GPU debugging playbooklink
This page aims to provide general approaches and practical tips for debugging GPU compiler/runtime correctness/performance issues in IREE.
GPUs fundamentally have similar architectures and software stacks. We target GPUs from various vendors using different GPU APIs, but they share quite a lot common infrastructure in IREE. So the approaches and tips here should be widely applicable.
For the ones that are specific to a particular kind of problem/component/GPU, they are prefixed with proper icons to be clear. Here are what those icons represents--
| Icon | Category |
|---|---|
| Correctness | |
| Performance | |
| AMD HIP/ROCm | |
| Apple Metal | |
| :simple-microsoft: | Microsoft DirectX |
| NVIDIA CUDA | |
| Vulkan |
General methodologylink
The difficulties associated with debugging typically arise from isolating the problematic component and pinpointing the culprit.
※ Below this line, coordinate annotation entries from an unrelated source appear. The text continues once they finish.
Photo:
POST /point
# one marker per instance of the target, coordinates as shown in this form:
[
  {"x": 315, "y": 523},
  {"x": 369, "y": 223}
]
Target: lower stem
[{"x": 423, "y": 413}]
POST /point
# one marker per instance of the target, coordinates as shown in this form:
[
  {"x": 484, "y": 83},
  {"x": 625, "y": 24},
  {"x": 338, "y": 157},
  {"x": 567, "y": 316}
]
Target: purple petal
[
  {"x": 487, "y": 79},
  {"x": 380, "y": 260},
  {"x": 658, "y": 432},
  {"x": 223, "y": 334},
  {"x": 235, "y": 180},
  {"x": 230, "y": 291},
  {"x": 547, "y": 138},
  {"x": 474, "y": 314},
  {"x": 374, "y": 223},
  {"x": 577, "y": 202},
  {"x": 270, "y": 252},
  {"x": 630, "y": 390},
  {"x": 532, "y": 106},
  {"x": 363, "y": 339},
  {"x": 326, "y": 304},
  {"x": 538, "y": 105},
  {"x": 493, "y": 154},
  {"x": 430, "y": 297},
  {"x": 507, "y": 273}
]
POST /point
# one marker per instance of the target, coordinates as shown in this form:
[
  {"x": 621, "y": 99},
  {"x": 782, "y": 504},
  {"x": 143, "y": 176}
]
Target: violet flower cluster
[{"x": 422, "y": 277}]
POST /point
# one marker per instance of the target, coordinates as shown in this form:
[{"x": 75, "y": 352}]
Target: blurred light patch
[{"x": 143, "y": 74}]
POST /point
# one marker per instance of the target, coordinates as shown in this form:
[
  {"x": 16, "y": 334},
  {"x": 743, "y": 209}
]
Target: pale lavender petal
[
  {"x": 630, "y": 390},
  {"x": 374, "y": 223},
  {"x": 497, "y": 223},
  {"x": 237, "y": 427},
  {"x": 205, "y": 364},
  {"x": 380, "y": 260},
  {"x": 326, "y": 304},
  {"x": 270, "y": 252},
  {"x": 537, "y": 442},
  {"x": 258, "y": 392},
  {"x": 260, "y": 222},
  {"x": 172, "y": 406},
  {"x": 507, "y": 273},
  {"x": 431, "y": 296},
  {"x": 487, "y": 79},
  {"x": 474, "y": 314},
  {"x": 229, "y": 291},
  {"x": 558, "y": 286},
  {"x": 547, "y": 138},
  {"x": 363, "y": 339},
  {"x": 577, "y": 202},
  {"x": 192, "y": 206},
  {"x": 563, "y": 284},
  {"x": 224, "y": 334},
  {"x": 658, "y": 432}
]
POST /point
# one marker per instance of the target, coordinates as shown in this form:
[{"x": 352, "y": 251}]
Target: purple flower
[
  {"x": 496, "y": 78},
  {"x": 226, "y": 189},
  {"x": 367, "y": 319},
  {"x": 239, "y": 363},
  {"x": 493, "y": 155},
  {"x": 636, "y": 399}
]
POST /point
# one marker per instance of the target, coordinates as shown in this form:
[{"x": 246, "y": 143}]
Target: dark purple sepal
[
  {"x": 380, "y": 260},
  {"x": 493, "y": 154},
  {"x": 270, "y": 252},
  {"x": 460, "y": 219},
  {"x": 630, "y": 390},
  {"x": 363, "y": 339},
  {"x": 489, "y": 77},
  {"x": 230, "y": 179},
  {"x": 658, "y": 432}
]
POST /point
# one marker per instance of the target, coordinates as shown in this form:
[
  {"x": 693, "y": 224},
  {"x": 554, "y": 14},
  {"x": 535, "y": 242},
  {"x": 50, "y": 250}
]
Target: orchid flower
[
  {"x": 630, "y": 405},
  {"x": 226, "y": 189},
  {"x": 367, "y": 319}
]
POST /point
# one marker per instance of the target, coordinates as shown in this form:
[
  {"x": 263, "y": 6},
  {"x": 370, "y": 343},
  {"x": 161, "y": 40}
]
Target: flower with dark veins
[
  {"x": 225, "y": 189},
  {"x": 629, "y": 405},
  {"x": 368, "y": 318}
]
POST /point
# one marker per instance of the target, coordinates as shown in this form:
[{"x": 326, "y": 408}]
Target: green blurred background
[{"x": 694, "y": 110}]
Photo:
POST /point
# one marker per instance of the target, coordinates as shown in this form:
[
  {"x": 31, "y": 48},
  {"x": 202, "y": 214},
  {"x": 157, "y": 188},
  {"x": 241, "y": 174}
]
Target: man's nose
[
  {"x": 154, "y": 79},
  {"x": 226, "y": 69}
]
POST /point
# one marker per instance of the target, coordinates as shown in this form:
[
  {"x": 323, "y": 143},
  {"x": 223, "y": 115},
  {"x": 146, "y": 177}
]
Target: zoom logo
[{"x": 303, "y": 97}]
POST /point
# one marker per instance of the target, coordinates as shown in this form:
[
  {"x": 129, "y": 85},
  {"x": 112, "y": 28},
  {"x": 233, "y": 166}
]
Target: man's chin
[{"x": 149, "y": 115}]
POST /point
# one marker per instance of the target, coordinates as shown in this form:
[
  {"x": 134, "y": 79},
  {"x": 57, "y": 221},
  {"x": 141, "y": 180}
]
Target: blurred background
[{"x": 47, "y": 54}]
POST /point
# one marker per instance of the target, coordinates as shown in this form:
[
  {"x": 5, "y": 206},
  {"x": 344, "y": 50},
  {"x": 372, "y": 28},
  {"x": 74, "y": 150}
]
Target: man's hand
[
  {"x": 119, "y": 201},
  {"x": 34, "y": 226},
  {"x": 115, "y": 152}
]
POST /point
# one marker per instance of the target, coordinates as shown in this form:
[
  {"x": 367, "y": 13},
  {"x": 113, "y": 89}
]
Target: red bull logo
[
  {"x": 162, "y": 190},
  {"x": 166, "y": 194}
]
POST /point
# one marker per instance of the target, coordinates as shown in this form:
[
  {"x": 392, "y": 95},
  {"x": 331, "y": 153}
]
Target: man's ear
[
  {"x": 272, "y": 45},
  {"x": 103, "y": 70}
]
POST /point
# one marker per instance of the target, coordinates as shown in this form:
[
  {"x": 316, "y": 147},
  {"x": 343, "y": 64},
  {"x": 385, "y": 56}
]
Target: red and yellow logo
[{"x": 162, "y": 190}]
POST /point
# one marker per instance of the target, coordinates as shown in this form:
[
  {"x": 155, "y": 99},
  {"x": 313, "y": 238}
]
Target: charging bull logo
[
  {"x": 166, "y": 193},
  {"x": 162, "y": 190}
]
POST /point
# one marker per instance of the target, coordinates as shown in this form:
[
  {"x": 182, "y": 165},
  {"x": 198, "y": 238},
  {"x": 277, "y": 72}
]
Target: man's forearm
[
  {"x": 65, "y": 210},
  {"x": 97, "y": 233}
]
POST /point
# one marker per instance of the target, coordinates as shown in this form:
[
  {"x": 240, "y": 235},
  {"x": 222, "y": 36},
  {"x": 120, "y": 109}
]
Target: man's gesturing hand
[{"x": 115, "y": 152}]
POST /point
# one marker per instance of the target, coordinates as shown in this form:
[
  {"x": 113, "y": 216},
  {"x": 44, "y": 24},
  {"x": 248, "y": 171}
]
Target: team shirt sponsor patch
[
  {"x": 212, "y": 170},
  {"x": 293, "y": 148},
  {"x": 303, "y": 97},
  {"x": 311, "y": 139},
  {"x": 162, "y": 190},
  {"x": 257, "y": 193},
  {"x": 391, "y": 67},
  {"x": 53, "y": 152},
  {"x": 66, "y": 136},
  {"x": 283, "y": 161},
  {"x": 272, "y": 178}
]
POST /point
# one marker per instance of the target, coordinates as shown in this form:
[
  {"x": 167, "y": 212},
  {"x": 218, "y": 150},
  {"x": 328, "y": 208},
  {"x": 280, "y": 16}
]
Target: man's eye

Once done, the solution typically derives naturally.
There are many components in the IREE stack; hierarchically we can categorize them into either the compiler or runtime bucket:
- For compilers, there are multiple layers from the top to the bottom--frontend input importers, IREE flow/stream compilation, IREE host/device compilation, GPU backend in LLVM proper or GPU driver compiler for SPIR-V.
- For runtime, we have fewer layers--IREE HAL drivers, and GPU driver.
Any of the above components/layers can have bugs. It's important to reduce the potential surface area to make the problem more tractable.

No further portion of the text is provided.